Vol. 30 No. 2 (2016): Australian and New Zealand Maritime Law Journal
Articles

Safe Port Promise By Charterers: Rethinking Outstanding Complications

Published 2022-02-10

Abstract

A charterer’s contractual safe port promise lies at the heart of modern charterparties law. Far back in the 1950s, Sellers LJ in The Eastern City [1958] 2 Lloyd’s Rep 127, 131 had pronounced a broad statement of law in this respect, which reads,
“... a port will not be safe unless, in the relevant period of time, the particular ship can reach it, use it and return from it without, in the absence of some abnormal occurrence, being exposed to danger which cannot be avoided by good navigation and seamanship.” This classic formulation has in turn laid the foundation of modern risk allocation between charterers, shipowners and their respective insurers.

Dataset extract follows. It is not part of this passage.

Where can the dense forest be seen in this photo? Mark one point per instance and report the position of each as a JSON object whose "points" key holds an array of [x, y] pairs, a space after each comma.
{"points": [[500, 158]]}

Since a breach of a safe port promise attracts astronomical damages, the attribution of liabilities to the concerned stakeholders therefore hinges on the accurate assessment of safety and the unambiguous ascertainment of the ambit of such a promise. As straightforward as it may seem, the modern world has time after time stumbled over its application.

The paper, by comparing and contrasting court cases, analyzes the two main sources of outstanding complications revolving a charterer’s safe port promise. Firstly, as regards the assessment of safety, whether reasonable foreseeability should be applied to the test of prospective safety propounded in The Evia (No.2) [1983] 1 AC 736 (HL). Secondly, concerning the notion of abnormal occurrence as an exception to a charterer’s safe port promise, whether the newly formulated unitary question by the Court of Appeal in The Ocean Victory [2015] EWCA Civ 16 requires rethinking. More importantly, whether the notion of abnormal occurrence itself is of reduced, if not no significance. The paper then proceeds to present possible solutions to the aforementioned uncertainties. Through examining outstanding complications over a charterer’s safe port promise and putting forward related suggestions, it is hoped that interests may be revived in the academic field to revisit the said issues, and that the safe port promise may truly be acted upon by the charterers.